Thankfully, the threat of extra cost had the mother herding them away, though it took him a long few minutes of reassuring her before she agreed to leave her injured child in his paws while she looked after them. She had heard the rumours, after all, and even a few of the truths, though she wasn't to know which was which. But the child was safe in his paws, and he said so, and eventually she accepted it. So, in the sudden rush of piece and quiet, he finally got down to business.

"I am going to examine your paw," he murmured gently, approaching the little one, orientated by the harsh, frightened breathing. The child had heard rumours too, and if the rumours the children spread were far from the horrors the adults laid at his door, they were more than enough to frighten an injured ratling left alone by his mother. Sebastien didn't like it, but there wasn't much he could do about it.

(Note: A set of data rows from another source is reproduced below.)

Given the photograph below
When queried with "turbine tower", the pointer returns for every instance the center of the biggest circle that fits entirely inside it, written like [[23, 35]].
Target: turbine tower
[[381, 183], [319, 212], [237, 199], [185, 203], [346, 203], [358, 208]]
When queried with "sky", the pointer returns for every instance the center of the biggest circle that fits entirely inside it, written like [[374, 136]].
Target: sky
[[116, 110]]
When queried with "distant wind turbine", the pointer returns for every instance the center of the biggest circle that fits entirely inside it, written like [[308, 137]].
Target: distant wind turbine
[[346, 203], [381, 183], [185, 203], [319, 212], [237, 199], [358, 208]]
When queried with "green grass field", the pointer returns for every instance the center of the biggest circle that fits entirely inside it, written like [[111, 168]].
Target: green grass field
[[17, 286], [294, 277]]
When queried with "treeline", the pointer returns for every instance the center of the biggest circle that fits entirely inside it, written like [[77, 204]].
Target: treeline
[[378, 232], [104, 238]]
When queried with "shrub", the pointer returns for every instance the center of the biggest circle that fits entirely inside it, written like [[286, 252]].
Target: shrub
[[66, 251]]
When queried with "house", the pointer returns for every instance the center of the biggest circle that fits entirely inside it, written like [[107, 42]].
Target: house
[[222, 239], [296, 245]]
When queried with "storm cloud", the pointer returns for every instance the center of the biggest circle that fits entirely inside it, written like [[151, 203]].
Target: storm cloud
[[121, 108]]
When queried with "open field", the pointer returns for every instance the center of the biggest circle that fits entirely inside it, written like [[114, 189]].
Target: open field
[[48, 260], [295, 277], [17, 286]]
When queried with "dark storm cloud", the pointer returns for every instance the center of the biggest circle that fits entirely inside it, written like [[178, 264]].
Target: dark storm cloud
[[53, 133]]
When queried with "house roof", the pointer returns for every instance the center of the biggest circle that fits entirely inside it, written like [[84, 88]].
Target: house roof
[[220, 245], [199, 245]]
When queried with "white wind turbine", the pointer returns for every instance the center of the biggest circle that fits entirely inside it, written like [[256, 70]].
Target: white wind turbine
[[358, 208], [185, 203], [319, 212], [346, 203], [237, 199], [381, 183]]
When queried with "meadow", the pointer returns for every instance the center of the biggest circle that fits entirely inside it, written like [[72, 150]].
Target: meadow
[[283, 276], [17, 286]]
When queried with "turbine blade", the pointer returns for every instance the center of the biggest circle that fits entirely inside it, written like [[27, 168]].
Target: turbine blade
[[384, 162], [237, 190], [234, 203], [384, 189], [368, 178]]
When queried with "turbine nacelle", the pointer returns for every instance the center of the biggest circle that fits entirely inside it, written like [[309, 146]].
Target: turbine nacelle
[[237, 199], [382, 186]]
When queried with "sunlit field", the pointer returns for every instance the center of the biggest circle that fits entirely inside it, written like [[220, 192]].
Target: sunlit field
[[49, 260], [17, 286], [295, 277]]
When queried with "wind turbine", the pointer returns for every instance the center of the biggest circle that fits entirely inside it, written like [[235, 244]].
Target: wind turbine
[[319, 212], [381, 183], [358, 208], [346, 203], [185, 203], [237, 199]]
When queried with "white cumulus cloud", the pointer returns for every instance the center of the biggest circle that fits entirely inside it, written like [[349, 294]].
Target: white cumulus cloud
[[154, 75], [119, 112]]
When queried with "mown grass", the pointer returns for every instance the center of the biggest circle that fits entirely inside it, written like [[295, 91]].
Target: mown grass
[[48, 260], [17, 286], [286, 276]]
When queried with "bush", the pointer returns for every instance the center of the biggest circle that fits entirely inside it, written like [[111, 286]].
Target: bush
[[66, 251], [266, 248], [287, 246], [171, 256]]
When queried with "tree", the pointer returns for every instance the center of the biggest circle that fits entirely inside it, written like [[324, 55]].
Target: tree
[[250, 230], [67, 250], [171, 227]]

He moved in close to the boy on his table, ignoring the gasp of terror, and began to run light, clever fingers over the injured limb. Paws lighter than light, practice making the pressure little more than a butterfly's landing, he traced the break, mapping the edges of bone, guided too by the little pants of pain as he passed over injured points. Pain, the healer's friend, letting him know where to work his art. But oh, the price for this poor child.

"Tchu!" he clucked, moving back to little to fetch a vial, and the makings of a cast. The examination was always the hard part. He couldn't dull the pain for them until he knew, until it showed him where to work. But now that it was done, he could help a little bit. "What have you done to yourself, little one? I have not seen so impressive a break since Sorka the demoness came to me after her fight with Von Orlin!" He heard the child's little squeak, half terror and half morbid curiosity, as he'd hoped. Bloodthirsty things, children. The story of Sorka and the monstrous, bearlike, Polizei goon would keep the young one still and distracted enough for the painkiller to take some effect.

It wasn't enough to mask the sudden shock of pain as he set the bone, of course, but then he'd hardly expected it to. Still, the little brittle scream shook something inside him, knocked him back a bit into the dark places in his head, the way it always did. No amount of knowing could stop it, and as he briskly immobilised and cast the boy's paw, listening to the whimpers, feeling the tremors of pain, he remembered. He always remembered. How many others had screamed under his paws, once upon a time, and how very much not a doctor he had been, back then. There was a reason for all those rumours. There was a truth, too.

"I'm sorry," he whispered, gently tucking the child's paw into a sling, patting gently as shock and the painkiller took over, dulling the world for the little one. "It will be better soon, I promise, but I am sorry. Sometimes, it has to hurt first, so it can get better." He sighed, stroking blindly at the fur of the young one's head, feeling dampness under his fingers from little tears as the small one cried. Oh, little one, you don't know how lucky you are, he thought. How lucky that you, at least, will have the chance to get better.

"Did it hurt for you?" A little voice, like a sigh. He pulled back a bit, surprised that the child was present enough to speak, between the drug and the pain.

"Did what hurt, little one?" he asked, bewildered, and felt small paws patting upward towards his face. With a sudden ache, he realised their destination, and gently caught and lowered them before they reached his eyes. "Ah. No, little one. That hurt was born to me, and never changes. It will not get better, so it does not need to hurt, ja?"

"It ... doesn't hurt?" Confused, tired. Obviously a little over the young one's head, then. He smiled, and tucked the little one into his arms to carry him out to his mother, shaking his head gently.

"No, little one. It doesn't hurt."

After all, some lies are as good as the truth, for the right ears. And the child was too tired to care.